The particles may be treated with protease (e.g., Pronase® 1 mg/ml-10 mg/ml) and/or collagenase (1 mg/ml-10 mg/ml) for a total of 1-4 hours at 37° C., with periodic agitation. The supernatant is filtered through a 40 μm-100 μm cell strainer, and the resulting cell suspension is centrifuged at 300 rcf for 5-15 minutes. The protease solution is aspirated, and the cell pellet is resuspended in cell culture media. The cell solution is plated in a tissue culture flask and cultured for up to 10 days. At the end of the culture period, the cells are detached using a dissociation agent and seeded with original extracellular matrix particles. The cells and extracellular matrix particles are placed in cryoprotectant and frozen at either −80° C. or −180° C. At the time of the surgical procedure, the cells and extracellular matrix particles are thawed and optionally combined with a carrier solution. The carrier solution may contain one or more of the following: hyaluronic acid (HA), collagen, aggrecan, chondroitin sulfate, and/or polyethylene glycol (PEG). The carrier solution may also contain growth factors, such as transforming growth factor (TGF-B) and/or growth differentiation factor (GDF). The resulting solution is implanted in the patient.
Although the invention has been described in example embodiments, those skilled in the art will appreciate that various modifications may be made without departing from the spirit and scope of the invention. It is therefore to be understood that the inventions herein may be practiced other than as specifically described. Thus, the present embodiments should be considered in all respects as illustrative and not restrictive. Accordingly, it is intended that such changes and modifications fall within the scope of the present invention as defined by the claims appended hereto.

Claims

What is claimed is:

1. A method of preparing an implantable composition for aiding tissue regeneration, the method comprising:

obtaining intervertebral disc from a human subject;

washing the intervertebral disc with a phosphate buffered saline solution containing antibiotics; and

milling the intervertebral disc into particles to form the implantable composition.

2. The method of claim 1, further comprising rinsing the particles with saline.

3. The method of claim 1, further comprising combining the particles with a cryoprotectant to form a mixture, and freezing the mixture at a temperature of from −80° C. to −180° C.

4. The method of claim 3, further comprising thawing the mixture and decanting the cryoprotectant before use.

5. The method of claim 1, further comprising combining the particles with a carrier solution containing one or more of hyaluronic acid (HA), collagen, aggrecan, chondroitin sulfate, and polyethylene glycol (PEG).

6. The method of claim 1, further comprising culturing the particles in a medium to obtain particles with proliferated cells.

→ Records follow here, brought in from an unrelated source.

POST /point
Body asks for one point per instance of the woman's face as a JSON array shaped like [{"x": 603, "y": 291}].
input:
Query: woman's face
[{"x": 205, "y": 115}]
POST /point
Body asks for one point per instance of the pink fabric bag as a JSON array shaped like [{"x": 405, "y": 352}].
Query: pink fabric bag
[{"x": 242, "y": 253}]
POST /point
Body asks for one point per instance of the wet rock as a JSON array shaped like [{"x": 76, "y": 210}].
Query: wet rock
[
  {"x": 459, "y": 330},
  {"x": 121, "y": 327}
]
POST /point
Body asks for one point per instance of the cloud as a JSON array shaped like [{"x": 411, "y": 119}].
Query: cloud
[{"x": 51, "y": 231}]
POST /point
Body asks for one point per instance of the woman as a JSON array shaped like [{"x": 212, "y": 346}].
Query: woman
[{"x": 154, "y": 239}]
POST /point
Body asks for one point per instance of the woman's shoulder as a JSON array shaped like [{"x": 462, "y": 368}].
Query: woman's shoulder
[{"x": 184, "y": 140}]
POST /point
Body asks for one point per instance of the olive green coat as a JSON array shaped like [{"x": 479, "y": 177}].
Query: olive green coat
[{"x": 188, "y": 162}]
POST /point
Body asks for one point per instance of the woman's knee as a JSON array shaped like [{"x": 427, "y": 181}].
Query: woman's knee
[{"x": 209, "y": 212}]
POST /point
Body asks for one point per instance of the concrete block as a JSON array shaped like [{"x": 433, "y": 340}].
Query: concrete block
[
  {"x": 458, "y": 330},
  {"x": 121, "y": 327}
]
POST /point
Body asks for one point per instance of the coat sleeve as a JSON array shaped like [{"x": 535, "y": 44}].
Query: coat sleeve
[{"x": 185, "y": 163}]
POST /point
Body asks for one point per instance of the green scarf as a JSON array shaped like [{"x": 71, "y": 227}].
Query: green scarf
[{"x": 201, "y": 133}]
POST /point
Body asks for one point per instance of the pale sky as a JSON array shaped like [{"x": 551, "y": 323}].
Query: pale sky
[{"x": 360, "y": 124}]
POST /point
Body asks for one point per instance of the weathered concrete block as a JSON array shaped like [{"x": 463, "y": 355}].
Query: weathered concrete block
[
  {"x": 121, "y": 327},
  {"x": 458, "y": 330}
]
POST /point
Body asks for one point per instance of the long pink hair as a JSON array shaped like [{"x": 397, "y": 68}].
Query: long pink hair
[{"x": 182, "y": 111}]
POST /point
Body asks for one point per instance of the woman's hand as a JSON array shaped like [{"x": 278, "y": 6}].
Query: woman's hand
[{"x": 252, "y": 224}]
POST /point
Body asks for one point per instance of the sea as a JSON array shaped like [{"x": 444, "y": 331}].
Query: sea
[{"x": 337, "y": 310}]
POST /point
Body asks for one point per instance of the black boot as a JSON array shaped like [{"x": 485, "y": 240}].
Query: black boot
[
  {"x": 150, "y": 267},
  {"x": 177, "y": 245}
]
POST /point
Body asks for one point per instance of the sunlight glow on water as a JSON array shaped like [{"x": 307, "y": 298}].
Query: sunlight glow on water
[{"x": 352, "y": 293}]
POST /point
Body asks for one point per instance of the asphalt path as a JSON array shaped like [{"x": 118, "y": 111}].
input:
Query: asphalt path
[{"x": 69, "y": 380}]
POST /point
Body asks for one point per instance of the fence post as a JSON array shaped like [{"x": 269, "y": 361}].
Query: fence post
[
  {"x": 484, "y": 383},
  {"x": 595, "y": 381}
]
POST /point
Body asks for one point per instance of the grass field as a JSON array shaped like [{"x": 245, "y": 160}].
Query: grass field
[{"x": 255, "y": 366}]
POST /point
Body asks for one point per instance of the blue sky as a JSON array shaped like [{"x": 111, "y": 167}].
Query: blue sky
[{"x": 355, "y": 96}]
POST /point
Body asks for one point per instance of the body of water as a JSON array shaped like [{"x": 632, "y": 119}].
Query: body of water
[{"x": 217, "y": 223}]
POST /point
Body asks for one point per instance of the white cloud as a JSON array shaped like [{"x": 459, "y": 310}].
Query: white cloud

7. The method of claim 1, further comprising treating the particles with an enzyme.

8. A method of promoting bone or treating degenerated disc in a mammal, the method comprising:

providing a composition of allograft particles derived from human intervertebral disc comprising native collagen, native proteoglycan, and native viable cells; and

administering the composition into a target repair site to facilitate repair or regeneration of tissue at the target repair site.

9. The method of claim 8, wherein the target repair site is an injury or defect in the spine and the tissue being regenerated is disc or bone.

10. The method of claim 8, wherein the native viable cells comprise chondrocytic cells, notochordal cells, nucleus pulposus stem/progenitor cells, fibrocytic cells, or a combination thereof.

11. The method of claim 81, wherein the native collagen includes collagen I, collagen II, or both.

12. The method of claim 8, wherein the intervertebral disc includes nucleus pulposus, annulus fibrosus, or both.

13. The method of claim 8, wherein the particles have a particle size ranging from about 250 microns to about 3 mm.

14. The method of claim 8, further comprising a cryoprotectant.

15. The method of claim 8, further comprising a carrier solution.

16. The method of claim 15, wherein the carrier solution includes one or more of hyaluronic acid (HA), collagen, aggrecan, chondroitin sulfate, and polyethylene glycol (PEG).